Photo credits: Dan Froese

Winter Moons 
by shalan joudry and Sarah Prosper

Tuesday, November 12th to Sunday, November 24th
2PM (weekends only) & 7:30PM

Runtime: 70 minutes

Neptune Theatre – Scotiabank Stage

In Partnership with

Led by shalan joudry, this L’nu (Mi’kmaw) dance theatre performance follows the story of L’nu women surviving the three moons of winter together deep in the forest. This piece is beautiful collaboration with dance choreographer Sarah Prosper and Wapna’kikewi’skwaq (Women of First Light) grandmothers and cultural carriers. Through contemporary and theatrical movement and music, Winter Moons weaves cultural teachings and timeless stories. This hour-long cultural musical theatre was first crafted for fireside sharing in the round.

The story follows L’nu women who care for a fire ember through the winter season (December 21 – March 21). L’nu legends, star stories, and contemporary dance express the harsh realities of living off the land in a long-ago Mi’kma’ki winter. If the women were able to keep the ember alive until the Spring Equinox, there is a celebration to honour the women and the returning of summer.

shalan joudry

Director, Performer

shalan joudry is a L’nu (Mi’kmaw) narrative artist working in many mediums. She is a poet, playwright, podcast producer, oral storyteller, and actor, as well as a cultural interpreter. For over two decades shalan has brought her Mi’kmaw stories to a new generation of listeners, sharing her poetry, oral storytelling, and drum singing with numerous stages, events, schools, and organizations. Her unique specialty is performing for audiences around a campfire.

shalan has published two books of poetry: Generations Re-merging (2014) and Waking Ground (2020). Her poem, “Kmətkinu”, where she brings together a total of 13 different languages and voices to read her words, was featured at Nocturne (Halifax) as an audio installation in the Halifax Public Gardens. shalan is currently collaborating with Mocean Dance to re-vision the poem as a dance work. Her first full length play, Elapultiek, which tells the story of two contrasting ideologies around conservation and understanding of the landscape of Mi’kma’ki, was commissioned by and produced twice by Two Planks and a Passion Theatre (2018 and 2019). shalan acted a lead role in both productions. In 2021, shalan teamed up with theatre director Ken Schwartz and mask coach Ann Marie Kerr to stage her newest theatre piece, KOQM. This one-woman show recounting the strength of L’nu women over a 400-year period of colonization, premiered on the King’s Theatre stage in Annapolis Royal, NS and then later made a short tour around Nova Scotia during 2022. KOQM won the 2023 Robert Merritt Award for Outstanding New Play by a Nova Scotian.

Sarah Prosper

Choreographer, Performer

Dancer and Artistic Director of Samqwan, Sarah (Sali’j) Prosper is a L’nu woman from Mi’kmaq First Nation community Eskasoni (Wekwistoqnik ~ land of the fir trees). She holds a BSc in Therapeutic Recreation, is studying Indigenous ways of Healing through Movement in the Masters of Arts in Leisure Studies at Dalhousie University, and is ADAPT-Certified. Sarah has danced with Mocean Dance, Kinetic Studios, House of Eights, Painted Dance Co, and Nestuita’si.

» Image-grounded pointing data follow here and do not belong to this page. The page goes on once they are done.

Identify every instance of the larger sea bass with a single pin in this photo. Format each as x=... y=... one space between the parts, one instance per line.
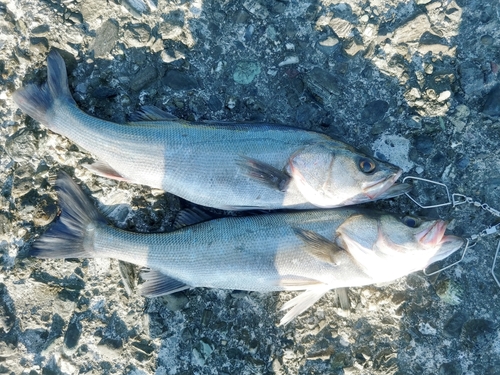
x=313 y=251
x=222 y=165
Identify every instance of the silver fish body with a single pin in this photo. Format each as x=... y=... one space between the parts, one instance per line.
x=222 y=165
x=315 y=251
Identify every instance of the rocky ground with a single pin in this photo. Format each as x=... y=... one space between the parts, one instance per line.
x=414 y=82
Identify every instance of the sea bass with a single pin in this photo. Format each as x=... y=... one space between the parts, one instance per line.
x=315 y=251
x=223 y=165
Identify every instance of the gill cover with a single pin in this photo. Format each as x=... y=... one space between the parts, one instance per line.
x=329 y=174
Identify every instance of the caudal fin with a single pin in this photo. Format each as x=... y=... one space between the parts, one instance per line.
x=38 y=101
x=71 y=235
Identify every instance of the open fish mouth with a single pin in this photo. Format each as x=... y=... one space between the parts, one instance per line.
x=386 y=187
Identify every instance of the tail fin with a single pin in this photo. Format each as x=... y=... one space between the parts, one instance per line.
x=71 y=235
x=37 y=101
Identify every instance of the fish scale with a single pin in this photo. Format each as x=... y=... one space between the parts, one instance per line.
x=315 y=251
x=223 y=165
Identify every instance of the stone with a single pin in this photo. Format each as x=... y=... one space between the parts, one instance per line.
x=246 y=71
x=179 y=80
x=322 y=84
x=22 y=145
x=106 y=38
x=492 y=102
x=374 y=111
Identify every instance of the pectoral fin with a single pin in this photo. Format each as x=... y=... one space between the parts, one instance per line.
x=318 y=246
x=264 y=173
x=127 y=273
x=103 y=169
x=158 y=284
x=301 y=303
x=343 y=297
x=151 y=113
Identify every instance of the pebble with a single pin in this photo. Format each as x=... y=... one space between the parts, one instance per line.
x=374 y=111
x=453 y=327
x=22 y=145
x=106 y=38
x=492 y=102
x=246 y=71
x=322 y=84
x=424 y=144
x=179 y=80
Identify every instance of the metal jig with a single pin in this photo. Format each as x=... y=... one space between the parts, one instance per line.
x=454 y=200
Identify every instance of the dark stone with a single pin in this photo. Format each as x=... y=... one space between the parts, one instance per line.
x=450 y=369
x=214 y=103
x=322 y=84
x=7 y=310
x=106 y=38
x=177 y=80
x=144 y=77
x=22 y=145
x=40 y=45
x=492 y=102
x=104 y=92
x=374 y=111
x=478 y=332
x=424 y=144
x=73 y=333
x=463 y=162
x=115 y=333
x=453 y=327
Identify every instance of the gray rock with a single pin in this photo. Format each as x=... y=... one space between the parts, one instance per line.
x=322 y=84
x=374 y=111
x=144 y=77
x=246 y=71
x=22 y=145
x=424 y=144
x=178 y=80
x=450 y=368
x=106 y=38
x=453 y=326
x=492 y=102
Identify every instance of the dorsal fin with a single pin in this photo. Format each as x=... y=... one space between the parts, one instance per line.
x=191 y=216
x=103 y=169
x=158 y=284
x=151 y=113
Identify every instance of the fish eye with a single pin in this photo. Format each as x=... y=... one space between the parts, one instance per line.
x=411 y=221
x=366 y=165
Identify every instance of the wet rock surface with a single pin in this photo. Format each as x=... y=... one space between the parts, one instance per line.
x=415 y=82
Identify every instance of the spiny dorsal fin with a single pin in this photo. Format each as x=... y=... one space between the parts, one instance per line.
x=319 y=246
x=151 y=113
x=343 y=297
x=158 y=284
x=191 y=216
x=103 y=169
x=264 y=173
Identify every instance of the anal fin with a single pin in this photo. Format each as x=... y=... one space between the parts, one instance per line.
x=103 y=169
x=151 y=113
x=301 y=303
x=265 y=173
x=158 y=284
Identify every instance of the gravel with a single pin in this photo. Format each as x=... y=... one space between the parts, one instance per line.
x=415 y=82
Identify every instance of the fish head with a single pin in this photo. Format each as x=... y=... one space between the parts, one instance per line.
x=387 y=247
x=332 y=174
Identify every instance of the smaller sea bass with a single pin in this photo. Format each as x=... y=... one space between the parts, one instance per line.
x=313 y=251
x=223 y=165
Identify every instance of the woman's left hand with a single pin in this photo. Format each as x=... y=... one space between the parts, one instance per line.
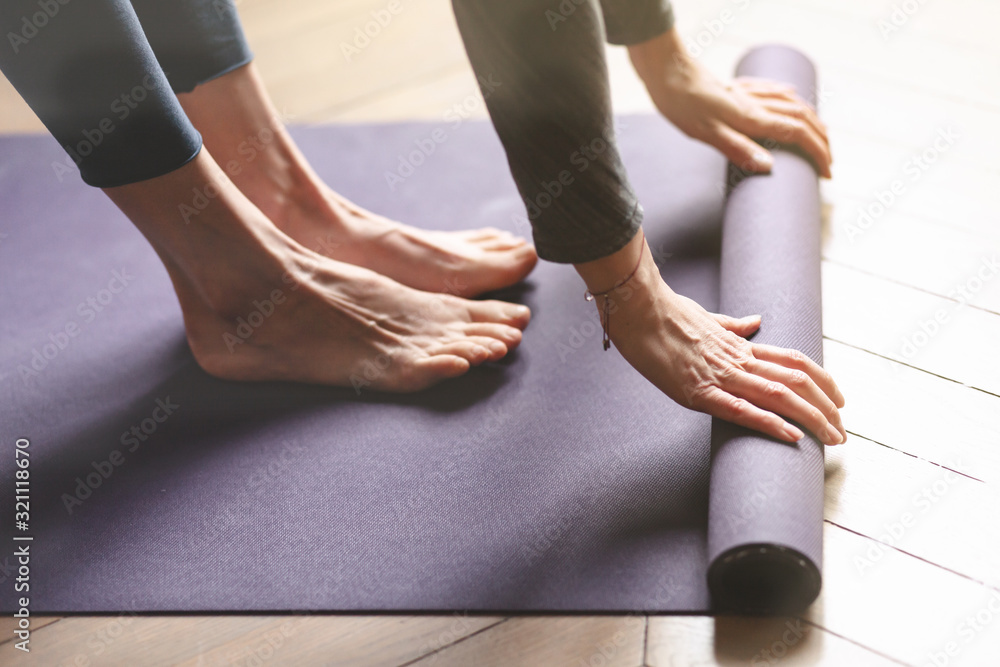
x=728 y=117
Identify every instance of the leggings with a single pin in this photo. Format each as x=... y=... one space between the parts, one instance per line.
x=101 y=75
x=550 y=103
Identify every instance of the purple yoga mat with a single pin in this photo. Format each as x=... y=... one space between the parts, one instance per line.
x=556 y=480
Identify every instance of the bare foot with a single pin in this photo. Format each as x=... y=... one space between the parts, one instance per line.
x=259 y=306
x=237 y=120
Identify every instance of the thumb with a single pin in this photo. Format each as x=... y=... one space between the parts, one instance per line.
x=742 y=151
x=742 y=326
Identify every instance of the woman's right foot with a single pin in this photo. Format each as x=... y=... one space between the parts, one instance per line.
x=259 y=306
x=342 y=325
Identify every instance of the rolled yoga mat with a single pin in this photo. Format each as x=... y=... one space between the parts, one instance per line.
x=557 y=480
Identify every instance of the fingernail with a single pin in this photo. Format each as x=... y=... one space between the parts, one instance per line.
x=793 y=432
x=763 y=159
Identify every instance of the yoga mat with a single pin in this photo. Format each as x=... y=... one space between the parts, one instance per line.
x=556 y=480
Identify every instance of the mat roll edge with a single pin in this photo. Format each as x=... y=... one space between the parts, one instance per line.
x=765 y=528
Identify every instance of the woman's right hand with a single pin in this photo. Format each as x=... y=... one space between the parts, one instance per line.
x=703 y=360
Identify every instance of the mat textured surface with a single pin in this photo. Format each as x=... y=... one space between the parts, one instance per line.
x=558 y=480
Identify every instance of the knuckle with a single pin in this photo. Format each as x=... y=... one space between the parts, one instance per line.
x=799 y=378
x=736 y=407
x=796 y=357
x=774 y=389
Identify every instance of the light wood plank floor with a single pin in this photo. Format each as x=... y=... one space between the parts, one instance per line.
x=923 y=407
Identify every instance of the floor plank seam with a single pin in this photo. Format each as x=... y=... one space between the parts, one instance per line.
x=823 y=628
x=7 y=641
x=919 y=458
x=916 y=368
x=887 y=279
x=390 y=89
x=454 y=643
x=924 y=217
x=913 y=555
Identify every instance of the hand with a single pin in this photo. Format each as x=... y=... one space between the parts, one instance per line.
x=703 y=361
x=727 y=116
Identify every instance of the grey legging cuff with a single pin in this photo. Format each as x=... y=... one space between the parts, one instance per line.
x=93 y=72
x=550 y=103
x=635 y=21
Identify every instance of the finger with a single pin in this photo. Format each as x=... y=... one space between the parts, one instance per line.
x=742 y=326
x=741 y=150
x=799 y=361
x=484 y=234
x=803 y=385
x=791 y=131
x=723 y=405
x=787 y=94
x=500 y=244
x=800 y=111
x=754 y=83
x=778 y=398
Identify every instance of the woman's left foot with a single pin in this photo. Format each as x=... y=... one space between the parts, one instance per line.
x=236 y=118
x=465 y=263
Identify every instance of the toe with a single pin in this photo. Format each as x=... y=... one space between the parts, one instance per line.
x=467 y=349
x=431 y=370
x=495 y=345
x=508 y=335
x=500 y=312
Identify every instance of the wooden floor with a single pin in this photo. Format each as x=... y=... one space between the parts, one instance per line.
x=912 y=328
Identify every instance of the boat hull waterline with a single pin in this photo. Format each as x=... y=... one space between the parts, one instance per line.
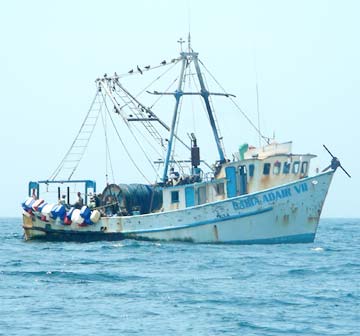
x=286 y=214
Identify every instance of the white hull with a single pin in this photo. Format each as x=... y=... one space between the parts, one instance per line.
x=286 y=214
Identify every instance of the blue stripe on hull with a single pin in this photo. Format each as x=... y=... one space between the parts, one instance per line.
x=294 y=239
x=76 y=236
x=200 y=223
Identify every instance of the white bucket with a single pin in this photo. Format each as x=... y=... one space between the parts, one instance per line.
x=47 y=209
x=95 y=216
x=76 y=218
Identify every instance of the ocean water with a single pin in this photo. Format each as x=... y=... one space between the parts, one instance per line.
x=147 y=288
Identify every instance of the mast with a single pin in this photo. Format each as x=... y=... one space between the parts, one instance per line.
x=177 y=94
x=186 y=58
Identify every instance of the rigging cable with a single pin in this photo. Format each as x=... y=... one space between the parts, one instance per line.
x=68 y=153
x=215 y=119
x=126 y=150
x=107 y=148
x=237 y=106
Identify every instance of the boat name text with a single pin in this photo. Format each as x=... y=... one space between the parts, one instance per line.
x=270 y=196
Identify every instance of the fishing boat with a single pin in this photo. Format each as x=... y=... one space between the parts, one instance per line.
x=261 y=195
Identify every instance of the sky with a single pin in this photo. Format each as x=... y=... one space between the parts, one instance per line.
x=303 y=55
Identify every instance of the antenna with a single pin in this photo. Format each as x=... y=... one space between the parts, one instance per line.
x=189 y=28
x=257 y=99
x=181 y=41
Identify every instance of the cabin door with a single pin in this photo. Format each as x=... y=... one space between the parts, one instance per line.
x=242 y=180
x=189 y=196
x=231 y=181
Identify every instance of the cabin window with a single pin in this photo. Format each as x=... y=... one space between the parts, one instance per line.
x=175 y=196
x=251 y=170
x=277 y=168
x=286 y=167
x=267 y=167
x=202 y=195
x=296 y=167
x=304 y=167
x=219 y=189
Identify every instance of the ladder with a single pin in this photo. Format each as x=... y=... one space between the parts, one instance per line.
x=72 y=158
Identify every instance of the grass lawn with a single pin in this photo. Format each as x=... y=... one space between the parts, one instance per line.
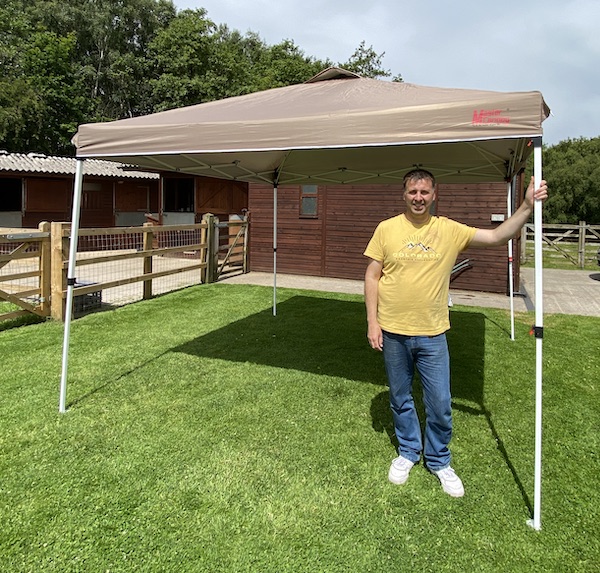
x=204 y=434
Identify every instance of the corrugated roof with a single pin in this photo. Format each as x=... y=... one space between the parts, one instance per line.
x=46 y=164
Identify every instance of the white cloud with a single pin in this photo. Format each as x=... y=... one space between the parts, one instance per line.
x=548 y=45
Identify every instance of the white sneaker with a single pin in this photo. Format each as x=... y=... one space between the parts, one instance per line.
x=399 y=470
x=451 y=483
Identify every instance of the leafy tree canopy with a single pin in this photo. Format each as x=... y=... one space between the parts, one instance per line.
x=66 y=63
x=572 y=170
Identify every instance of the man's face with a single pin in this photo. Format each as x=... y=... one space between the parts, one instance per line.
x=419 y=194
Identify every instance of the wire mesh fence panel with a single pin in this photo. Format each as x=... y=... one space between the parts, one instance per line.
x=123 y=259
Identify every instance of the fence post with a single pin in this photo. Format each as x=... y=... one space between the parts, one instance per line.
x=246 y=250
x=45 y=269
x=582 y=233
x=212 y=246
x=147 y=246
x=58 y=247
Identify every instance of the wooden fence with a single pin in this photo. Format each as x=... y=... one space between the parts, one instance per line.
x=114 y=265
x=577 y=244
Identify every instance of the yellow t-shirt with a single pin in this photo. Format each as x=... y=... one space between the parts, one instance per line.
x=417 y=263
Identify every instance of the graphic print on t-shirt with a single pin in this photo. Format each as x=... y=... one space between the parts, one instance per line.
x=418 y=248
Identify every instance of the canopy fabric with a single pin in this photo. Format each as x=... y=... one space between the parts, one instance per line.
x=336 y=128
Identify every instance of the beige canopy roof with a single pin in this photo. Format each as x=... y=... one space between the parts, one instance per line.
x=337 y=127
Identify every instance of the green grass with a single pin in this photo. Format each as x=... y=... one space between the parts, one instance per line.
x=204 y=434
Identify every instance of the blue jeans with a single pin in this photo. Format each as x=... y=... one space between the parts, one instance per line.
x=429 y=354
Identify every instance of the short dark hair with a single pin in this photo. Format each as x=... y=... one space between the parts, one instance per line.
x=418 y=174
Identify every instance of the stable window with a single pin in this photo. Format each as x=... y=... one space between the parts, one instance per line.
x=11 y=194
x=309 y=201
x=179 y=194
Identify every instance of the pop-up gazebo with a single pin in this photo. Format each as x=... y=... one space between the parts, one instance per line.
x=336 y=128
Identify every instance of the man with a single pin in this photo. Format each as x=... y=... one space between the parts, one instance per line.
x=406 y=295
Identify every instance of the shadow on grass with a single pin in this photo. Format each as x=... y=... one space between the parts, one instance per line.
x=310 y=334
x=466 y=341
x=328 y=337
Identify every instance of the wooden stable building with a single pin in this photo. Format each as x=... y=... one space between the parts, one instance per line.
x=36 y=188
x=323 y=230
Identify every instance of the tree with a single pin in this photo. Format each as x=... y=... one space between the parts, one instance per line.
x=368 y=63
x=572 y=170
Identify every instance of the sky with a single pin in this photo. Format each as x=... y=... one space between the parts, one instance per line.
x=551 y=46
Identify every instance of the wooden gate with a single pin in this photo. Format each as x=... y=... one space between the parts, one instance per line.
x=230 y=248
x=25 y=277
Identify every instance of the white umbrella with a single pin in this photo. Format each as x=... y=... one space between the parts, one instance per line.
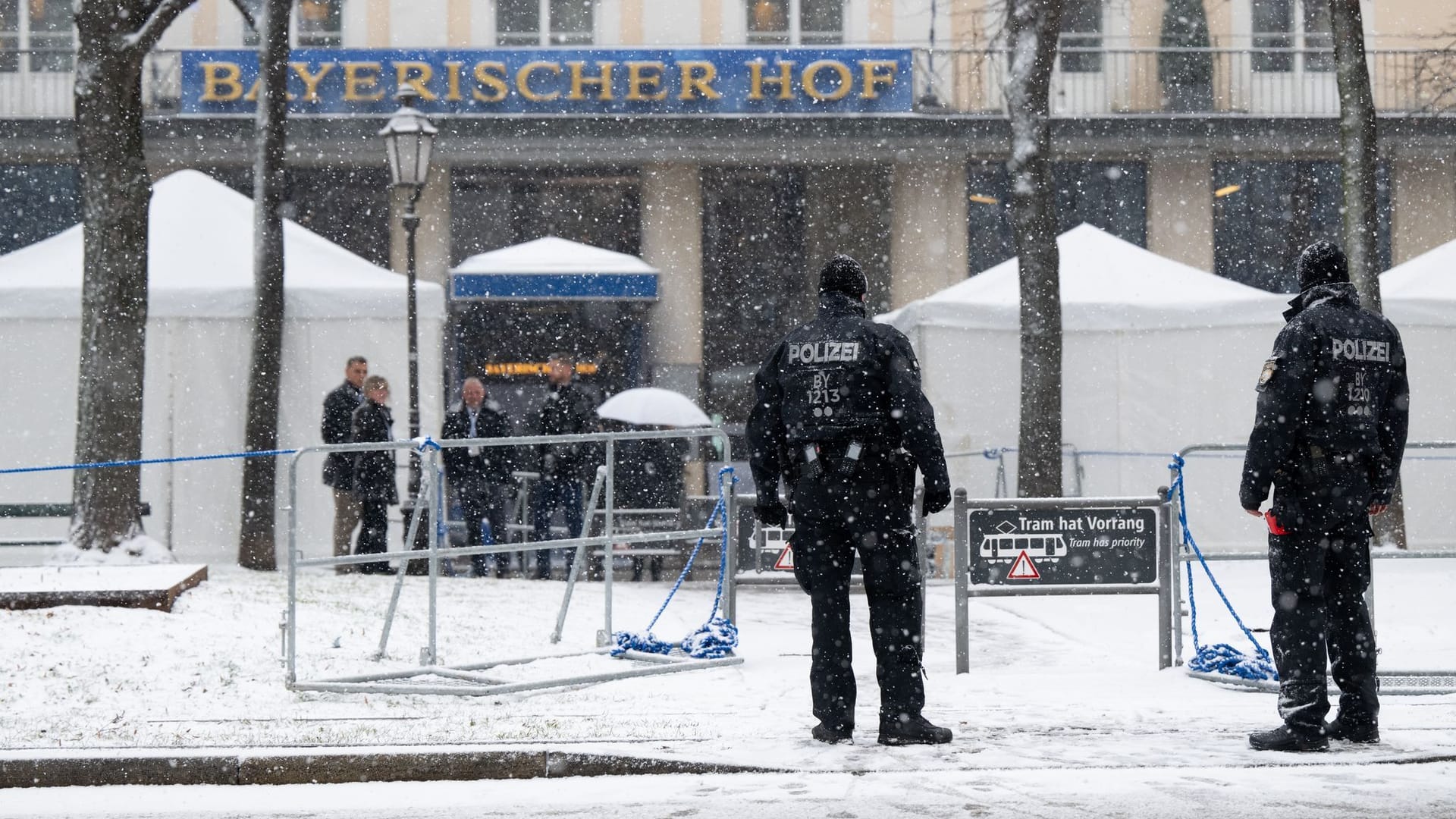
x=655 y=407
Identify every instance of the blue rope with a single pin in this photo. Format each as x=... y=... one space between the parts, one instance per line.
x=1219 y=657
x=421 y=445
x=717 y=637
x=149 y=461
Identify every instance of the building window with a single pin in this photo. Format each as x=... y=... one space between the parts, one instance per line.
x=1291 y=34
x=318 y=24
x=1264 y=213
x=795 y=22
x=321 y=24
x=9 y=36
x=44 y=30
x=1082 y=37
x=38 y=202
x=566 y=22
x=1111 y=196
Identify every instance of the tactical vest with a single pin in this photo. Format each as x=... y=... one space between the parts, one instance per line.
x=833 y=373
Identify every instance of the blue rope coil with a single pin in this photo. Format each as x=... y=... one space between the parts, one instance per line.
x=1219 y=657
x=717 y=637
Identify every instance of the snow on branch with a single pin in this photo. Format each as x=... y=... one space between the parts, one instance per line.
x=156 y=24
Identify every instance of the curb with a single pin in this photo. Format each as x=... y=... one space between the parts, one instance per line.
x=327 y=767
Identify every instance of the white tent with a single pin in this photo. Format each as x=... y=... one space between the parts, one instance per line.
x=1420 y=297
x=1156 y=356
x=554 y=268
x=199 y=347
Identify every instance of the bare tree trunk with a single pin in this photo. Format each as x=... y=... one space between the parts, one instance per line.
x=1357 y=149
x=1359 y=156
x=112 y=39
x=1033 y=28
x=256 y=547
x=115 y=196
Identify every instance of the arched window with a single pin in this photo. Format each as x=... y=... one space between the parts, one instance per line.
x=39 y=27
x=566 y=22
x=795 y=22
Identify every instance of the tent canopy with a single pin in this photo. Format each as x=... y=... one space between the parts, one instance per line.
x=554 y=268
x=1423 y=290
x=1107 y=284
x=201 y=264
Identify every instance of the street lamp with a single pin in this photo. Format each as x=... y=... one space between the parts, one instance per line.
x=408 y=139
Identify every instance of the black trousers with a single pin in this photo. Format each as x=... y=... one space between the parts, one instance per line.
x=373 y=535
x=1320 y=613
x=482 y=500
x=823 y=558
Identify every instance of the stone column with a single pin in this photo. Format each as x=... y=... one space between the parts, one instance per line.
x=673 y=243
x=1423 y=206
x=1180 y=209
x=928 y=231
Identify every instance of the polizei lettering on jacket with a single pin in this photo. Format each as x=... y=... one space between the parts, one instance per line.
x=1360 y=350
x=823 y=352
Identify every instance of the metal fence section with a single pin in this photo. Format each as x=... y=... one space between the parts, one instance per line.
x=1398 y=681
x=1163 y=585
x=431 y=675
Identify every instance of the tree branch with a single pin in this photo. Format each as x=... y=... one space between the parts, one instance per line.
x=156 y=24
x=251 y=11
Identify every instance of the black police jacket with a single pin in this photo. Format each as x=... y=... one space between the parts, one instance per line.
x=1332 y=413
x=837 y=381
x=566 y=411
x=491 y=463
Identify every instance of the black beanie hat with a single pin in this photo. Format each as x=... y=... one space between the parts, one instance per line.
x=1323 y=262
x=843 y=275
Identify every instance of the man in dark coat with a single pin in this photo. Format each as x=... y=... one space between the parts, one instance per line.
x=566 y=410
x=1329 y=436
x=376 y=484
x=840 y=417
x=479 y=475
x=338 y=468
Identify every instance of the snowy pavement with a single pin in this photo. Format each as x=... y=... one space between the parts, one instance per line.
x=1065 y=706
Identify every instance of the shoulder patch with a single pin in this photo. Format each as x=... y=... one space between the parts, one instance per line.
x=1270 y=368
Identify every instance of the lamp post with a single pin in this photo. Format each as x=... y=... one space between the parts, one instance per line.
x=408 y=137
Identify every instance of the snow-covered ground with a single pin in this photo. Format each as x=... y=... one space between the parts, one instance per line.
x=1063 y=707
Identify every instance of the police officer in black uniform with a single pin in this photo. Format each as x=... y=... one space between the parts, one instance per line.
x=840 y=417
x=1329 y=435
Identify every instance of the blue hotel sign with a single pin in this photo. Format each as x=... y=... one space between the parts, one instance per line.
x=563 y=80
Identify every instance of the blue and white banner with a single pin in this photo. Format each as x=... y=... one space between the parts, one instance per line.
x=695 y=82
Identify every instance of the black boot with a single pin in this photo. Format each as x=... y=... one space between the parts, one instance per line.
x=1285 y=738
x=832 y=735
x=1363 y=732
x=912 y=730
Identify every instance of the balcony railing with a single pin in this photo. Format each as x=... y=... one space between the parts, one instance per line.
x=1090 y=82
x=1225 y=82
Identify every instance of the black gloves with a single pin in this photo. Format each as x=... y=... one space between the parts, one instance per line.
x=937 y=499
x=770 y=512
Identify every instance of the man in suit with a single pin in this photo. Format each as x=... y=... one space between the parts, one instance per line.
x=565 y=411
x=479 y=474
x=338 y=466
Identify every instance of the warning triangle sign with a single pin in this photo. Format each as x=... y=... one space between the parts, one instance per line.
x=785 y=561
x=1022 y=569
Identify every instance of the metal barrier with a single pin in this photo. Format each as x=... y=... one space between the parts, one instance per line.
x=998 y=453
x=1391 y=681
x=1163 y=583
x=756 y=544
x=433 y=676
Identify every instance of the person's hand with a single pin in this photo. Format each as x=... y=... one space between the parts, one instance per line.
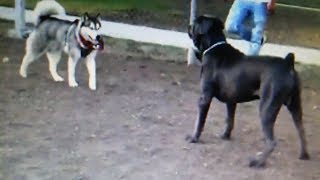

An accomplished creator and leader in arts, dance, and culture, Sarah has performed, collaborated, co-created, and consulted in Indigenous-inspired multidisciplinary, interdisciplinary, and intergenerational productions, most recently: KOQM (shalan joudry), Nutuwiek? (NS Choral Federation), Alan Syliboy & The Thundermakers (co-presented with Symphony NS), Fluid Forms ~ Utawtiwow Kijinaq (Mocean Dance & Sara Coffin), Ki’kwa’ju: Reimagining Prokofiev’s Peter & the Wolf (Fountain School of the Performing Arts, Christina Murray & Shelly MacDonald), and Lost Soul Rodeo (George Woodhouse & the Public Service). Sarah creates and moves through topics of intergenerational healing, history, health, wellness, and truth; through these elements and stories of our lives and the land, she hopes to incorporate Indigenous creativeness in movement of all forms, uplifting contemporary Indigenous artistry with an approach that is guided by Mi’kmaq spirituality.